Nostalgic Amnesia: Are You a Victim?


There’s a real epidemic sweeping our country. It affects women exclusively of (or over) child-bearing age, and cuts across socio-economic lines and races. I’ve only experienced it in the United States, but my guess is that it’s really a worldwide problem. No need to check, this is a true issue, not an online hoax: nostalgic amnesia. Worst of all, it’s highly contagious and spread through social interaction.Nostalgic amnesia is a condition wherein the sufferer has mentally whitewashed the gory details and tribulations of child-rearing. Their own children are either grown or older than yours. The afflicted blend seamlessly into any crowd, so it’s impossible to avoid them. Only when you’re at your weakest or most insecure do they make themselves known. There is no way to defend yourself fully. The best technique is just to smile blandly and distance yourself quickly.

Are you the victim of an interaction with a nostalgic amnesia carrier? Here are some common situations to help you determine your risk:

Situation One: 

You’re in public with your young children in tow. Suddenly, all hell breaks loose when your older one pinches the younger for no discernible reason. The younger is hysterically scrying (screaming + crying) while the older is defiantly explaining why their sibling totally deserved the attack. As you frantically try to separate, comfort, discern and discipline, another woman stops to survey the chaos. With a wistful look and a half grin, she says, “They grow up so fast. Enjoy every minute.” Surprise! You have been the unwitting victim of nostalgic amnesia.

Situation Two:

Your pre-school aged child is having a conniption fit. They’re done with whatever it is you’re still trying to do: run errands, finish a phone call on your cell, think. Flustered, you try to calm or bribe them while finishing your task. While you’ve been distracted with that, a stranger has approached. “How old is your child?,” she asks over the ear-piercing sound of a hissy fit peaking. No matter your answer, hers will be the same: “0h, that’s just the best age,” always said without a hint of irony. It’s too late for Lysol. You’ve been infected.

Situation Three:

Your eldest is pouting visibly at the local coffee shop, with arms crossed, lips curved in a sneer, and a glaring stare. You’ve chosen to ignore them and ride out the storm by not making any sudden moves or eye contact, similar to how you’d act if confronted by a wild animal. Looking on the bright side that, though angry, they’re at least quiet, you start to sip your latte and catch up on gossip on your smart phone. Your defenses down, a nostalgic amnesia carrier senses opportunity and shows up at your table.”Oh! Someone’s upset,” they sing-song at your child, inciting deepening anger. Then, looking at you, they counsel “Oh, just wait until they’re a teenager. You’ll wish you were back in these days. It’s so much easier, trust me.” Sigh.

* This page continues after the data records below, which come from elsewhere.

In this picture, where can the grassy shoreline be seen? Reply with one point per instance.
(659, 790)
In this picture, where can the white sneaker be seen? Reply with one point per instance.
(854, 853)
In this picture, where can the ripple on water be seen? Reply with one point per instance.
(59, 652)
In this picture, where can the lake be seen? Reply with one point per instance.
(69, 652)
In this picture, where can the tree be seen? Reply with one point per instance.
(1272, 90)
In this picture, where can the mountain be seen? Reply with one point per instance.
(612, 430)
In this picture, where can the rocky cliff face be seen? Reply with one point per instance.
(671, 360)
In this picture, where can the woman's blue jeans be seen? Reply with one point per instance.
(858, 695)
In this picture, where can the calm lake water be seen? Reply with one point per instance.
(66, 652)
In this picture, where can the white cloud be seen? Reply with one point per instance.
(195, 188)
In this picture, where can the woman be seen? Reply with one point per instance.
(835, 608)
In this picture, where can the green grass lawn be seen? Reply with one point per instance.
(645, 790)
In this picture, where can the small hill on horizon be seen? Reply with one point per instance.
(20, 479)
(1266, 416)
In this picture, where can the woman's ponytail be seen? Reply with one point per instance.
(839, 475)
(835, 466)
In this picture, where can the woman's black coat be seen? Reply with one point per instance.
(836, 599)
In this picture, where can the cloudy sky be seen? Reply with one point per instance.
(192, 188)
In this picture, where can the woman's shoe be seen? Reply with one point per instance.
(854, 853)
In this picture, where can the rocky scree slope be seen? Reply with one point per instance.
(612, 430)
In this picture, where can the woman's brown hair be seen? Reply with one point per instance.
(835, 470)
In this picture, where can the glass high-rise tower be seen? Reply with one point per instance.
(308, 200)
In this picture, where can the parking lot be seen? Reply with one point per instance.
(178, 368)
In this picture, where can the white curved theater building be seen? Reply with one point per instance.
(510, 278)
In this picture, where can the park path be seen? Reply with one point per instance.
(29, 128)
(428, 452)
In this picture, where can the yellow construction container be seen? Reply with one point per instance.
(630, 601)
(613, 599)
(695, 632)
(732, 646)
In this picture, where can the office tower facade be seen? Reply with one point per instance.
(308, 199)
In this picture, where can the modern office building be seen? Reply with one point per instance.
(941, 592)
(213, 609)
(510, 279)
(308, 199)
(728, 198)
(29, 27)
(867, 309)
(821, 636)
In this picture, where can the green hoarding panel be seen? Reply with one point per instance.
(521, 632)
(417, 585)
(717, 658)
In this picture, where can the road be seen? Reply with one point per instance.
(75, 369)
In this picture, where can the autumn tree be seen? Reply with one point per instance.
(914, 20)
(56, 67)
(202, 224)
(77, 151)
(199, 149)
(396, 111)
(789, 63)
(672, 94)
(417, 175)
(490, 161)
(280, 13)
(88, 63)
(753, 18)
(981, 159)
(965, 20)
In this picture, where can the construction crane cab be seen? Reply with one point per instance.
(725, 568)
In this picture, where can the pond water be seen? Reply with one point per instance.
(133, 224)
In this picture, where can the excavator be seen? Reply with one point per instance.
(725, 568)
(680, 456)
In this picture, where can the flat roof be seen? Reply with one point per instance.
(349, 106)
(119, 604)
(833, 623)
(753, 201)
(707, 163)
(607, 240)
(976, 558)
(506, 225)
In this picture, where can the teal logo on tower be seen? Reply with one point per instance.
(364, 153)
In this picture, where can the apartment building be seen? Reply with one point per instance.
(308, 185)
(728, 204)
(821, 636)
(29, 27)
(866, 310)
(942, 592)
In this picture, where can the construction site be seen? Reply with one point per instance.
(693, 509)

Tragically, there is no known cure for nostalgic amnesia. Ironically, most of those affected go on to spread the disease unintentionally. You do have the power to stop yourself from spreading it, though. Resist the urge to pass judgment on other moms having a hard time in public. If you can’t resist the urge to comment, then commiserate. Offer up a tale of woe from your long ago or current parenting days. Give a knowing look. Be nice. With these simple steps, nostalgic amnesia may be something we can cure within a generation.